As for white boards, I have never seen anything else in widespread use, but 30 years ago, 1982, that probably wasn't the case.
 

Mishkin

New Member
I graduated from high school in 2000, and we had 100% chalkboards from elementary school all the way up through grade 12. At university, from what I can remember it was all whiteboards in all of my classes. At the time, I simply thought it was because it was "a place of higher learning" and so they had better stuff. Looking back on it, the timeframe may have been a factor as well. I'm pretty sure my hometown high school has at least whiteboards now. Unsure about the lower grades though.
 

Okedokey

Well-Known Member
Within the next 5-10 years, computers as we know them, we will have dumb terminals with everything stored on the cloud and only systems that perform specialist tasks and servers will have any sort of processing power

that was what i was going to say

Australia is installing fibre to the home for 80% of the population, making offsite processing a very real option in the near future.
 

Mattu

Member
I predict 100 years from now, RAM as we know it will be a thing of the past.

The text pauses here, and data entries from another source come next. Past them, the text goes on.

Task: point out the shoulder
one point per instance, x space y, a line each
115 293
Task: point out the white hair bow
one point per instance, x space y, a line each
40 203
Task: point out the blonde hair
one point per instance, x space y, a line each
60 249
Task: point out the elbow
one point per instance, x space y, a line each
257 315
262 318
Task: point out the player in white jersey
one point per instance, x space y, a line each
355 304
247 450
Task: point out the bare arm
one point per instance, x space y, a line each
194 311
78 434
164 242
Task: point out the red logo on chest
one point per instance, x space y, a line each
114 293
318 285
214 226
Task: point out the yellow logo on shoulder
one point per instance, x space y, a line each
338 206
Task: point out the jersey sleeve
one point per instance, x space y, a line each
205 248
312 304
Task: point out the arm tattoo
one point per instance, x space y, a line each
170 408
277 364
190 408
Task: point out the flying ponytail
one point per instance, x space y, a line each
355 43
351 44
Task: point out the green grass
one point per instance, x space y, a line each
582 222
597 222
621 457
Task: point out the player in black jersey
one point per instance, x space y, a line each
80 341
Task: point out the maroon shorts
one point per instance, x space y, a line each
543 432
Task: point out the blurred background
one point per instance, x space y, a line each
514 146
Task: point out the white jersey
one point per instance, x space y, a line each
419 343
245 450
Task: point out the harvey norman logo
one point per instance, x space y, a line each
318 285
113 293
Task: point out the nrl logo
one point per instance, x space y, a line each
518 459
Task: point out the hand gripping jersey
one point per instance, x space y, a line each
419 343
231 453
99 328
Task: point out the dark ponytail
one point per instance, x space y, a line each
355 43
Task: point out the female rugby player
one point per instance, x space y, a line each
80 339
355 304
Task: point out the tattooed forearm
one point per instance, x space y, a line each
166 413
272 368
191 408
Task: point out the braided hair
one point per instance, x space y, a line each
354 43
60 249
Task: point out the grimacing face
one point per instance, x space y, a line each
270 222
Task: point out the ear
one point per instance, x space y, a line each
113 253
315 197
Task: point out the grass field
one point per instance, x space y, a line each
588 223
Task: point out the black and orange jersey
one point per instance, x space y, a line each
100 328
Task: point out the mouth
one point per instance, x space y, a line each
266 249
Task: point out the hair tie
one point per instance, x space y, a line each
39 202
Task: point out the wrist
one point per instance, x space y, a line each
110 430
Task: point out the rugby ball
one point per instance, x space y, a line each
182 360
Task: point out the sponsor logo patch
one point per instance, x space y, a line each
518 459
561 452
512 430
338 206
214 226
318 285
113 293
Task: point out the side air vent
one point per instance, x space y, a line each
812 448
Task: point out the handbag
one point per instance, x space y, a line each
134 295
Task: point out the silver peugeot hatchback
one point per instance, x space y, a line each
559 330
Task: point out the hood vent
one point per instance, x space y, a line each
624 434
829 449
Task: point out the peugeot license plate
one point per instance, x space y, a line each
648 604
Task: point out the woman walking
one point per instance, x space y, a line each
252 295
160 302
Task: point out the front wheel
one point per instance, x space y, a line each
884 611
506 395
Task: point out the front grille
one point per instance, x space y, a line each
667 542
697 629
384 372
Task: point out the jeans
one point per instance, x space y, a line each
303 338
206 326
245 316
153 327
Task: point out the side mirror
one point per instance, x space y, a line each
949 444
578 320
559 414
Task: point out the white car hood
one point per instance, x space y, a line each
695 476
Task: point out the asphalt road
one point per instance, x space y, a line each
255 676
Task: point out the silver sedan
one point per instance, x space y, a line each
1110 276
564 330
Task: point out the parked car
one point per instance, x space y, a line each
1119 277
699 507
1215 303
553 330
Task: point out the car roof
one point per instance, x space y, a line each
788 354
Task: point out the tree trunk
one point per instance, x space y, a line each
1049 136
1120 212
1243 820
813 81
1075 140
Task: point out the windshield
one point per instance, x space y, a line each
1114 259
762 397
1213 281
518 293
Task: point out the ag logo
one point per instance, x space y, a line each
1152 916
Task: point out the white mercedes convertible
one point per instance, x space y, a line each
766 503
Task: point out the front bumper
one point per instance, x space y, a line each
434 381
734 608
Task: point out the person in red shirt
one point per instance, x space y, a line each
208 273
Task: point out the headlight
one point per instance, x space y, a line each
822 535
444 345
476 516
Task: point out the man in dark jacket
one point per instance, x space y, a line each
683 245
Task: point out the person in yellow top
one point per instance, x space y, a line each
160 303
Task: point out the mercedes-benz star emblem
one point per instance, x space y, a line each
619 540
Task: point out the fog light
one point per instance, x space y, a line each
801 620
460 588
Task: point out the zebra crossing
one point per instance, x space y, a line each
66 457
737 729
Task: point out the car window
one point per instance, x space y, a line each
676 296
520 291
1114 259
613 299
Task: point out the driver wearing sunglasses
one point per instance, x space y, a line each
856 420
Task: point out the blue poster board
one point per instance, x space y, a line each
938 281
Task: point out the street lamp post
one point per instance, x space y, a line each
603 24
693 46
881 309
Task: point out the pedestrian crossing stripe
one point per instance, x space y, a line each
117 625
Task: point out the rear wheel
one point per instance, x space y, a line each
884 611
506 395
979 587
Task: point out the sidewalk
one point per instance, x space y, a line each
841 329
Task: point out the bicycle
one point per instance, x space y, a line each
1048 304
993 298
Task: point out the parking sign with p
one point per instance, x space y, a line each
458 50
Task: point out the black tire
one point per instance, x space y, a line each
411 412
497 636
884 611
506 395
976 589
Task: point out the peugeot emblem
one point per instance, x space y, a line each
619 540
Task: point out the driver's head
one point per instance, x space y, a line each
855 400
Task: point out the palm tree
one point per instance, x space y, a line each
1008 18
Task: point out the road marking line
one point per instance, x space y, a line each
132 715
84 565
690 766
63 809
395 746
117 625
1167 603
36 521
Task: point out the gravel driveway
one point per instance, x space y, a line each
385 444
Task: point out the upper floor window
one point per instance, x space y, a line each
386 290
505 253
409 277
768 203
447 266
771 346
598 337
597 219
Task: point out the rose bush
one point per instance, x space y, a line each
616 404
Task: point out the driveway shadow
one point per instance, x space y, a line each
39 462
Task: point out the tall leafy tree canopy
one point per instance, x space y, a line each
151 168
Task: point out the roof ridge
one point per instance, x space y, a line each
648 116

The CPU's cache size will be big enough by then that 'RAM' will no longer be needed.
 

jonnyp11

New Member
I predict 100 years from now, RAM as we know it will be a thing of the past.

The CPU's cache size will be big enough by then that 'RAM' will no longer be needed.

In 100 years we won't even have computers, it'll be like in Futurama, eyePhones that project the stuff in front of us or something along those lines, and they'll be 10x stronger than what we have now.
 

wolfeking

banned
I would guess far north of 10x, just look at the rise in computing power from 2000-2010, that itself is a 10x or more rise.
 
To throw my two cents in

Thunderbolt, slated to be released in April to the general public, is 20 times faster than USB 2.0 and is expected to get even 10 times faster in ten years (that or vaporware, we shall see).
 

jonnyp11

New Member
Is that supposed to say usb 2.0 will be gone, even though we already know it's almost non-existant in new computers made this year, or at least new models that have come out this year.

and to reiterate what was said in another thread, NOBODY READS THE TITLES, so posting in that is pointless, i only read it because i noticed it was you.
 
It's good to be noticed

That's my style as it briefly states what my post is about. In regards to your technology question, you've answered it yourself as this thread is about the next technology on the way out and from your description, then USB 2.0 fits the bill perfectly as it's hanging by a thread.